O senador Sergio Moro (União-PR) também comentou o episódio, classificando Maduro como um tirano e dizendo que sua queda seria positiva tanto para a Venezuela quanto para a comunidade internacional. Em tom semelhante, o deputado Nikolas Ferreira (PL-MG) declarou no X que ditadores latino-americanos, sejam chefes do Executivo ou membros do Judiciário, deveriam enfrentar destino semelhante.
Do lado venezuelano, o governo reagiu afirmando que o país foi alvo de uma “agressão militar” promovida pelos Estados Unidos. Segundo o regime, explosões atingiram Caracas e outras localidades durante a madrugada, o que levou à decretação de estado de emergência. As autoridades informaram ainda que ataques ocorreram nos estados de Miranda, Aragua e La Guaira, motivando a mobilização das forças de defesa nacionais.

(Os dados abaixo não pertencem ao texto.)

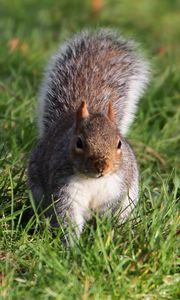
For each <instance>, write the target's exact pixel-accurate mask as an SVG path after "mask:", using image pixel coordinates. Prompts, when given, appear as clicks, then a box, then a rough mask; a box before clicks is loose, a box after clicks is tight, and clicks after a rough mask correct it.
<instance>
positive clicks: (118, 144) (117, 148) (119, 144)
mask: <svg viewBox="0 0 180 300" xmlns="http://www.w3.org/2000/svg"><path fill="white" fill-rule="evenodd" d="M117 149H121V141H120V140H119V142H118V145H117Z"/></svg>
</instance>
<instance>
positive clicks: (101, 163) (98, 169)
mask: <svg viewBox="0 0 180 300" xmlns="http://www.w3.org/2000/svg"><path fill="white" fill-rule="evenodd" d="M94 168H95V170H96V171H97V172H98V173H100V174H103V173H106V172H107V171H108V169H109V163H108V162H107V161H106V160H102V159H101V160H97V161H95V162H94Z"/></svg>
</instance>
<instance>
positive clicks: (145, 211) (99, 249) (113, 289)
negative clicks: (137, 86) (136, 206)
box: [0, 0, 180, 300]
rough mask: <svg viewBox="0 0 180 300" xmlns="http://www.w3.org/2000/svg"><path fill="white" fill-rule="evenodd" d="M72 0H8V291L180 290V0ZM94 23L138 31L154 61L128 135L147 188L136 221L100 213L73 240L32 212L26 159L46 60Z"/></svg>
mask: <svg viewBox="0 0 180 300" xmlns="http://www.w3.org/2000/svg"><path fill="white" fill-rule="evenodd" d="M72 2H73V1H67V0H61V1H58V0H57V1H52V0H44V1H35V0H31V1H30V0H29V1H28V0H26V1H20V0H19V1H18V0H16V1H11V0H0V32H1V47H0V77H1V79H0V122H1V126H0V154H1V155H0V214H1V219H0V280H1V285H0V299H83V300H85V299H148V300H149V299H158V300H159V299H179V298H180V290H179V280H180V276H179V273H178V271H179V270H178V254H179V249H178V246H179V241H178V239H179V229H178V222H179V218H178V208H179V207H178V199H179V182H180V179H179V178H180V177H179V174H180V172H179V170H180V159H179V156H180V155H179V154H180V152H179V149H180V130H179V127H178V125H179V124H180V106H179V103H180V94H179V91H180V77H179V74H180V59H179V57H180V55H179V54H180V51H179V50H180V48H179V45H178V42H179V40H180V27H179V18H180V15H179V11H178V9H179V8H180V2H179V1H178V0H177V1H175V0H174V1H172V0H159V1H156V0H151V1H148V0H142V1H139V0H122V1H115V0H114V1H113V0H106V1H105V3H106V4H105V7H104V9H103V10H102V11H101V13H100V14H99V15H97V16H95V17H93V15H92V13H91V7H90V1H80V0H79V1H74V2H73V3H72ZM96 26H109V27H115V28H117V29H118V30H120V31H122V32H123V33H124V35H125V36H127V37H134V39H136V40H137V41H139V42H141V43H142V45H143V48H144V49H146V52H147V55H148V56H149V58H150V60H151V61H152V65H153V75H152V82H151V84H150V86H149V89H148V91H147V93H146V95H145V97H144V99H142V101H141V104H140V106H139V111H138V114H137V118H136V121H135V123H134V125H133V127H132V128H131V132H130V135H129V139H130V141H131V143H132V144H133V147H134V149H135V152H136V154H137V158H138V162H139V165H140V173H141V196H140V201H139V204H138V207H137V209H136V211H135V219H134V222H133V221H132V220H130V221H129V222H127V223H126V224H125V225H124V226H123V227H120V228H117V226H116V224H115V221H114V220H98V219H97V223H98V224H97V229H96V230H95V229H93V228H91V227H88V226H87V228H86V229H85V232H84V233H83V235H82V237H81V240H80V242H79V244H77V245H75V246H74V248H73V249H65V248H64V247H63V246H62V245H61V243H60V240H59V234H60V230H59V232H57V234H56V235H55V236H53V235H52V234H51V232H50V231H49V229H48V224H46V223H45V222H43V221H42V220H39V218H38V216H32V217H31V218H30V220H28V219H27V220H26V218H27V211H28V208H29V207H31V201H30V197H29V193H28V189H27V177H26V166H27V160H28V156H29V152H30V150H31V149H32V147H33V146H34V144H35V142H36V136H37V132H36V127H35V113H34V110H35V104H36V95H37V91H38V86H39V83H40V80H41V78H42V72H43V68H44V66H45V65H46V63H47V61H48V58H49V56H50V54H51V53H53V51H54V50H56V49H57V46H58V43H59V42H61V41H63V40H64V39H65V38H67V37H69V36H70V35H71V34H72V33H74V32H76V31H78V30H79V29H81V28H84V27H96ZM16 39H18V45H17V48H16V49H14V50H13V49H12V47H13V45H14V44H15V43H16V42H17V40H16ZM13 43H14V44H13Z"/></svg>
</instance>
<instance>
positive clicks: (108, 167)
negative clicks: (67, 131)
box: [70, 101, 121, 177]
mask: <svg viewBox="0 0 180 300" xmlns="http://www.w3.org/2000/svg"><path fill="white" fill-rule="evenodd" d="M84 112H85V113H84ZM119 140H120V135H119V132H118V129H117V127H116V125H115V120H114V113H113V108H112V103H111V102H109V106H108V112H107V116H105V115H103V114H91V113H89V112H88V109H87V107H86V104H85V102H84V101H83V102H82V104H81V105H80V107H79V108H78V110H77V115H76V126H75V129H74V134H73V137H72V140H71V143H70V153H71V161H72V163H73V165H74V168H75V170H76V171H78V172H80V173H83V174H87V175H88V176H90V177H101V176H104V175H106V174H108V173H111V172H112V171H114V170H115V169H117V167H118V166H119V163H120V154H121V151H120V149H118V148H117V147H118V143H119Z"/></svg>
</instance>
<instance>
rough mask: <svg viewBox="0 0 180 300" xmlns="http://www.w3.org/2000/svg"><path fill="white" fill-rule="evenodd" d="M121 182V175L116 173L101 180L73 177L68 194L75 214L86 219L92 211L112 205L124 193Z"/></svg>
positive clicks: (88, 217)
mask: <svg viewBox="0 0 180 300" xmlns="http://www.w3.org/2000/svg"><path fill="white" fill-rule="evenodd" d="M123 182H124V180H123V177H122V175H120V174H117V173H116V174H112V175H107V176H104V177H101V178H87V177H85V176H80V175H76V176H73V178H72V179H71V181H70V183H69V187H68V193H69V195H70V199H71V203H72V204H73V206H74V208H75V210H76V213H81V214H82V215H83V217H84V218H85V219H88V218H89V216H90V212H91V211H92V210H93V211H101V210H102V208H103V207H104V206H111V205H113V202H117V201H118V200H119V199H120V197H121V196H122V193H124V185H123Z"/></svg>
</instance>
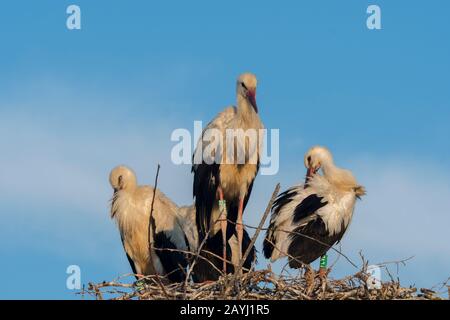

No Brasil, o senador Cleitinho Azevedo (Republicanos-MG) divulgou um vídeo em que elogia a ação anunciada por Trump e cobra uma manifestação do presidente Luiz Inácio Lula da Silva em apoio à medida. Para ele, a prisão de Maduro seria um passo necessário para a libertação da Venezuela.
Já o deputado Mauricio Marcon (PL-RS), vice-líder da oposição na Câmara, declarou que o regime venezuelano teria chegado ao fim. Em sua avaliação, a queda do governo de Maduro representa a principal notícia do dia e simboliza o colapso de um projeto político de esquerda no país vizinho.